With 47.2 petaflops performance at half precision set to meet the surge in demand for artificial intelligence applications.
The Tokyo Institute of Technology (Tokyo Tech) Global Scientific Information and Computing Center (GSIC) has started development and construction of TSUBAME3.0 [1]—the next-generation supercomputer that is scheduled to start operating in the summer of 2017.
The theoretical performance of the TSUBAME3.0 is 47.2 petaflops in 16-bit half precision mode or above, and once the new TSUBAME3.0 is operating alongside the current TSUBAME2.5, Tokyo Tech GSIC will be able to provide a total computation performance of 64.3 petaflops in half precision mode or above, making it the largest supercomputer center in Japan.
The majority of scientific calculation requires 64-bit double precision, however, artificial intelligence (AI) and Big Data processing can be performed at 16-bit half precision, and the TSUBAME3.0 is expected to be widely used in these fields, where demand is continuing to increase.
Background and details
Since the TSUBAME2.0 and 2.5 started operations in November 2010 as the fastest supercomputers in Japan, these computers have become “supercomputers for everyone” having significantly contributed to industry-academia-government research and development both in Japan and overseas over the six years. As a result, much attention has also been drawn to Tokyo Tech GSIC as the most advanced cutting-edge supercomputer center in the world. Furthermore, Tokyo Tech GSIC is continuing to partner with related companies in research into not only high performance computing (HPC), but also Big Data and AI—areas with increasing demand in recent years. These research results and the experience gained through operating TSUBAME2.0 and 2.5, and the energy-saving supercomputer TSUBAME-KFC [2] were all applied in the design process for TSUBAME3.0.
As a result of Japanese government procurement for the development of TSUBAME3.0, SGI Japan, Ltd. (SGI) was awarded the contract to work on the project. Tokyo Tech is developing TSUBAME3.0 in partnership with SGI and NVIDIA as well as other companies.
The TSUBAME series feature the most recent NVIDIA GPUs availabl at the time, namely Tesla for TSUBAME1.2, Fermi for TSUBAME2.0, and Kepler for TSUBAME2.5. The upcoming TSUBAME3.0 will feature the fourth-generation Pascal GPU to ensure high compatibility. TSUBAME3.0 will contain 2,160 GPUs, making a total of 6,720 GPUs in operation at GSIC once operating alongside TSUBAME2.5 and TSUBAME-KFC.
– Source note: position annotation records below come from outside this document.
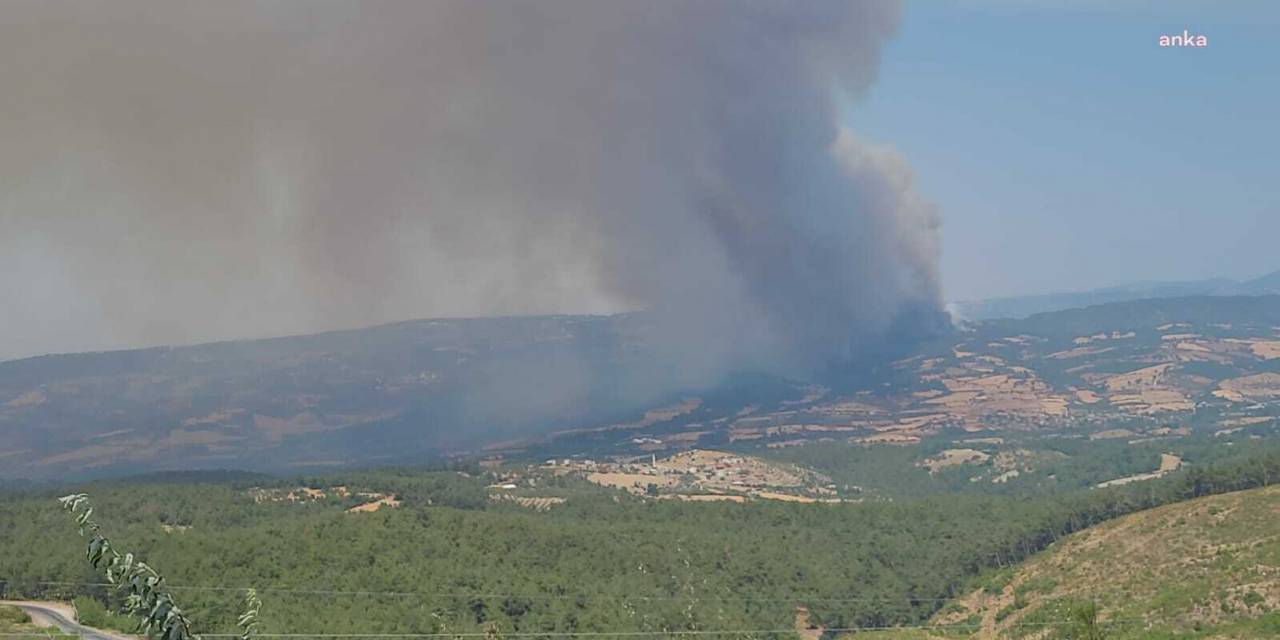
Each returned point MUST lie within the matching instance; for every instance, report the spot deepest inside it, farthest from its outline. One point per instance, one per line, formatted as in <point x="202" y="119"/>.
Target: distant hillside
<point x="594" y="385"/>
<point x="1023" y="306"/>
<point x="393" y="393"/>
<point x="1206" y="568"/>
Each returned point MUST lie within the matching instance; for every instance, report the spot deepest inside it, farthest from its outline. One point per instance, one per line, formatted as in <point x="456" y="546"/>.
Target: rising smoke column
<point x="183" y="170"/>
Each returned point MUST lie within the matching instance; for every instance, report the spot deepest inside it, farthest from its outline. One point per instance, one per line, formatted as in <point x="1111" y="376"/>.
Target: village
<point x="703" y="475"/>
“Artificial intelligence is rapidly becoming a key application for supercomputing,” said Ian Buck, vice president and general manager of Accelerated Computing at NVIDIA. “NVIDIA’s GPU computing platform merges AI with HPC, accelerating computation so that scientists and researchers can tackle once unsolvable problems. Tokyo Tech’s TSUBAME3.0 supercomputer, powered by more than 2,000 NVIDIA Pascal GPUs, will enable life-changing advances in such fields as healthcare, energy, and transportation.”
TSUBAME3.0 has the theoretical performance of 12.15 petaflops in double precision mode (enabling calculation of 12,150 trillion floating point numbers/second); performance that is set to exceed the K supercomputer. In single precision mode, the TSUBAME3.0 performs at 24.3 petaflops, and in half precision mode this increases to 47.2 petaflops. Using the latest GPUs enables improved performance and energy efficiency as well as higher speed and larger capacity storage. The overall computation speed and capacity has also been improved through the NVMe-compatible, high-speed 1.08 PB SSDs on the computation nodes; resulting in significant advances in high-speed processing for Big Data applications. TSUBAME3.0 also incorporates a variety of cloud technology, including virtualization, and is expected to become the most advanced Science Cloud in Japan.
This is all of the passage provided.